Kurt had a vague recollection of hearing that sentiment earlier but he couldn’t remember from whom and it didn’t matter because he was in Noah’s soul.
I love you, I love you, I love you.
“Rachel’s right, it was the smoke and mirrors that got Aural Intensity the win," Puck affirmed.
“‘Kay, you must be drunk ‘cause not only are you all schmoopy about my voice but that’s the second time today that you’ve said Rachel was right about something.”
“Tell her and I’ll deny it and schmoopy? Talk about abusing the english language.”
“Doesn’t count, ‘m drunk,” Kurt protested feebly. “And hey, aren’t you supposed to be consoling me? If your master plan was hugging and proclaiming Rachel's good sense, you need to go back to the drawing board.”
“Oh, right, sorry.” Puck sat up and cleared his throat. “This is a complete and utter travesty of justice. Those judges wouldn’t know talent if it walked up and kicked them in the nads.”
“That’s better,” Kurt wiggled closer on the swing but Noah wasn’t finished.
“And their costumes,” he railed, his voice rising dramatically, “Oh my God, were they made by a team of blind and incompetent designers? To lose not only to lesser talent but badly dressed lesser talent is the most unkindest cut of all.”
Kurt snickered into Puck’s shirt and held on as the swing jerked and squeaked noisily.
“A plague on all their houses!” Puck shouted, shaking his fist at the sky.
“Shhh,” Kurt grabbed at his arm and tried to settle him down. “Stop it, someone will hear you.”
Puck just grinned at him. “How’s that for consoling?”
Kurt couldn't help but grin back as he looked up at him. “Cutting up other people’s clothing choices and quoting Shakespeare, very nice. Almost perfect.”
“Almost?”
“Almost.” Kurt took Noah's face in his hands and kissed him softly. “There, now it’s perfect.”
Puck hummed, “I can’t believe I didn’t think of that.”
“Shocking really,” Kurt murmured, kissing him again.
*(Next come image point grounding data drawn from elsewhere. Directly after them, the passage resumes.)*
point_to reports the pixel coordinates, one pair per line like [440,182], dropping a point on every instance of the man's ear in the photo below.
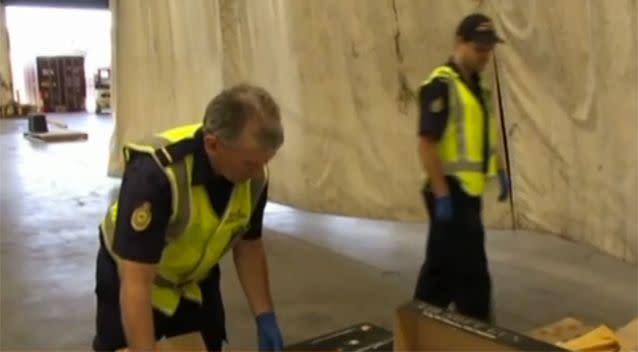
[211,143]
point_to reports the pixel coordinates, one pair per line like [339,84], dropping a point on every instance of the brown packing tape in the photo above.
[628,336]
[562,330]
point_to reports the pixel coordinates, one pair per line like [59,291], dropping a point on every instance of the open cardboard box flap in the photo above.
[575,335]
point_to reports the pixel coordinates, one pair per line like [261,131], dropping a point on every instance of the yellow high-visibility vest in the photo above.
[461,146]
[196,237]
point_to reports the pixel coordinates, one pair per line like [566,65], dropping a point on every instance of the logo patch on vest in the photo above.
[141,217]
[436,105]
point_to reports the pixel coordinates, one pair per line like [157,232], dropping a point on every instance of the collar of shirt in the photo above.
[476,78]
[202,172]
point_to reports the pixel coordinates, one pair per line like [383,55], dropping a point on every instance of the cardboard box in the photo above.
[423,327]
[362,337]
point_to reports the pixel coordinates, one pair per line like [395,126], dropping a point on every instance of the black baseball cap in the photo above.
[478,28]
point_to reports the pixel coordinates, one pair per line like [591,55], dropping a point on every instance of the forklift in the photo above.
[102,81]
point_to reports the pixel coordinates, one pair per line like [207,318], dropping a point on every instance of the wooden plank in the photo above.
[423,327]
[58,136]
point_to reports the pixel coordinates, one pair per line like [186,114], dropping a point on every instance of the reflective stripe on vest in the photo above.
[169,286]
[469,170]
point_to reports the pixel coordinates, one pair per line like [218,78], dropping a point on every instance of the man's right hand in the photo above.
[443,209]
[135,300]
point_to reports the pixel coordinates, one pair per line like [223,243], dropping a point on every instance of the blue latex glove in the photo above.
[443,208]
[268,333]
[505,185]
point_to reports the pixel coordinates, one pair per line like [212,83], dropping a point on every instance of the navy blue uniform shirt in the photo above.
[434,108]
[434,104]
[143,181]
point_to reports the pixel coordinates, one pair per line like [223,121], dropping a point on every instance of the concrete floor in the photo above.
[53,196]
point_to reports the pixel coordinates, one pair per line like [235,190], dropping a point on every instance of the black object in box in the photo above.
[363,337]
Puck’s lips parted immediately and his tongue wrapped around Kurt’s and finally the weight of the day began to slip away.
“We should stop, someone could come out here,” Kurt breathed after a few minutes.
Puck snorted. “When I left, the couples were coupling, Lauren had passed out and Santana was crying in Mercedes’ lap, trust me, no one’s worried about us.” He nipped at Kurt’s bottom lip.
“Noah,” Kurt warned, “We are not having sex in Quinn’s backyard.”
“Who said anything about sex, pervert,” Puck chuckled. “Just kiss me.”
Kurt grinned against his mouth, and did just that.